Siamo il Centro Antiviolenza dell’Associazione Casa delle Donne contro la Violenza onlus di Modena e ci sentiamo in dovere di intervenire, non solo perchè la Gazzetta è un quotidiano molto seguito nella nostra provincia (ad ora l’articolo ha già superato il centinaio di condivisioni), ma soprattutto perchè per noi è essenziale che l’informazione che ci riguarda sia il più possibile corretta. E’ essenziale, cioè, dire con chiarezza cosa faccia e cosa non faccia un centro antiviolenza aderente alla rete nazionale Di.Re, e in particolare, cosa si fa al centro antiviolenza di Modena.
Concordiamo sul fatto che come centro antiviolenza abbiamo da fare sempre passi avanti, soprattutto perchè le forme della violenza si modificano rapidamente e dobbiamo essere in grado di riconoscerle e contrastarle. Per questo da 25 anni ci mettiamo in discussione ogni giorno.
Come operatrici e volontarie non è facile accogliere donne che subiscono violenza, mettersi al fianco di donne con storie sempre più complesse, in un momento storico come questo in cui ai problemi legati alla violenza s’intersecano quelli economici causati dalla crisi, le difficoltà legate all’abitare ecc. Ma queste per noi non sono giustificazioni, sono motivi per andare avanti, sfide che affrontiamo attraverso la pratica dell’accoglienza basata sulla relazione tra donne. Non siamo psicologhe perchè non pensiamo che una donna che subisce violenza sia tale a causa di alcune sue fragilità strutturali, ma che la violenza maschile sulle donne nelle relazioni di intimità sia solo una delle forme che assume la disparità di potere fra uomini e donne.
Non siamo esperte della violenza, ma siamo donne e tutte ci troviamo a vivere in una società sessista e patriarcale, di cui ognuna di noi, ogni giorno, deve subire le ingiustizie.
Come Operatrici e volontarie affianchiamo la donna nel delineare e realizzare il suo percorso di uscita dalla violenza, riconoscendole prima di tutto le competenze e la forza per farlo. Non esiste un solo modo di uscire dalla violenza, ogni donna decide quale obiettivo raggiungere, con quali tempi.

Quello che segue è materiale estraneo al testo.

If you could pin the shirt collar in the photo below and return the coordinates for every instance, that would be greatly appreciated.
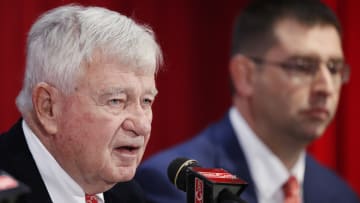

Consulenze legali, assistenza per l’eventuale denuncia, preparazione dell’ingresso in casa rifugio se necessario, attivazione dei servizi sociali in presenza di figli minori, gestione dell’emergenza con collocazione provvisoria in sicurezza per le donne in immediato pericolo, assistenza per le donne con figli in casa rifugio attraverso il progetto maternità, babysitter, aiuto nei compiti, assistenza per l’eventuale cambio scuola, sono solo alcune delle risorse che vengono messe in campo.
Ogni giorno facciamo i conti con il fatto che non sempre un percorso iniziato si conclude con l’uscita effettiva dalla situazione di violenza, ma continuiamo a tenere le nostre porte aperte, perchè sappiamo che quando ci si trova in una relazione affettiva con il maltrattante capire esattamente la situazione in cui ci si trova non è nè scontato, nè immediato. Continuiamo a lavorare perchè dalle donne che abbiamo accolto abbiamo imparato si possono superare difficoltà enormi in nome della propria libertà personale, che nonostante tutto si può rimanere salde nel desiderio di autodeterminazione.
A volte le cose si incrociano in modo curioso. Sabato sera, un’operatrice e la consulente che si occupa di comunicazione, io, eravamo ospiti di un’iniziativa a Spilamberto dal titolo “Chi ha paura di Barbablù”. Ci siamo presentate e, dopo lo spettacolo che dava il nome all’iniziativa, uno psicologo junghiano, all’interno di un interessante intervento sul rapporto tra fiabe e archetipi, ha accomunato le sorelle della moglie di Barbablù ai centri antiviolenza.
E diciamo che l’analisi non ci dispiace.
Non siamo il papà, siamo la sorella della moglie di Barbablù.
Non salviamo la principessa, diamo alla principessa gli strumenti per salvarsi da sola.